Accurate sampling using Langevin dynamics

Giovanni Bussi, Michele Parrinello

I Introduction

Langevin dynamics was first introduced in molecular simulations to calculate the properties of mesoscopic systems Turq et al. (1977). Here a dissipative force and a noise were added to the Hamilton equations to model a bath of lighter particles. The formal justification for this model can be obtained using the projection operator techniques Zwanzig (1961); Öttinger (1998). However, it was soon realized that Langevin dynamics can also be used as a thermostat Schneider and Stoll (1978), adding the dissipative forces and the noise to the Hamiltonian dynamics to allow a molecular dynamics simulation to explore an ensemble at a fixed temperature. Furthermore, it has been used to sample arbitrary distribution, for instance in the case of numerical quantum-chromodynamics Batrouni et al. (1985).
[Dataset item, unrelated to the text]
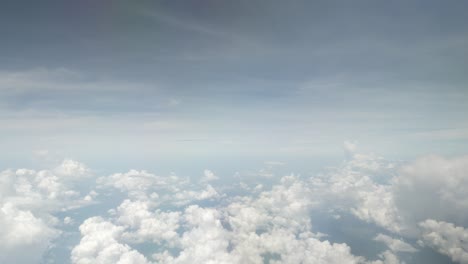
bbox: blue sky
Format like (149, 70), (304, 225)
(0, 0), (468, 263)
(0, 1), (468, 169)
Several algorithms have been proposed for the numerical integration of the Langevin equation, see among others Refs. Helfand (1979); Greenside and Helfand (1981); van Gunsteren and Berendsen (1982); Brünger et al. (1984); Allen and Tildesley (1987); Hershkovitz (1998); Paterlini and Ferguson (1998); Forbert and Chin (2001); Skeel and Izaguirre (2002); Ricci and Ciccotti (2003); Scemama et al. (2006); Vanden-Eijnden and Ciccotti (2006); Mannella (2004). Most of them were derived with the aim of producing accurate trajectories, i.e. dynamical properties, up to a given order. Because of that, they usually break down when a high friction is applied, essentially when the velocities are varying too fast with respect to the chosen time step. Moreover, their design is not focused on the correctness of the ensemble generated. A notable exception is given by the schemes derived in Ref. Mannella (2004), where the free parameters of the algorithm are chosen so as to minimize the sampling errors. However, none of the algorithms so far proposed offer any way of checking the accuracy of the sampling during a numerical simulation. This is at variance with the numerical integration of Hamilton’s equations, where the conservation of the total energy has been traditionally used to this end Allen and Tildesley (1987); Frenkel and Smit (2002). The standard approach in molecular dynamics is thus to choose the time step by monitoring the energy conservation in a few microcanonical runs, then to adopt the same time step for the Langevin dynamics. To the best of our knowledge, only in a recent paper Scemama et al. (2006) Scemama et al. have shown how to correct exactly the discretization errors in the Langevin dynamics in the context of variational Monte Carlo, using a Metropolis procedure. However, the poor scaling of these accept-reject algorithms with respect to the number of degrees of freedom prevents their application to global moves in very large systems Duane et al. (1987); Frenkel and Smit (2002).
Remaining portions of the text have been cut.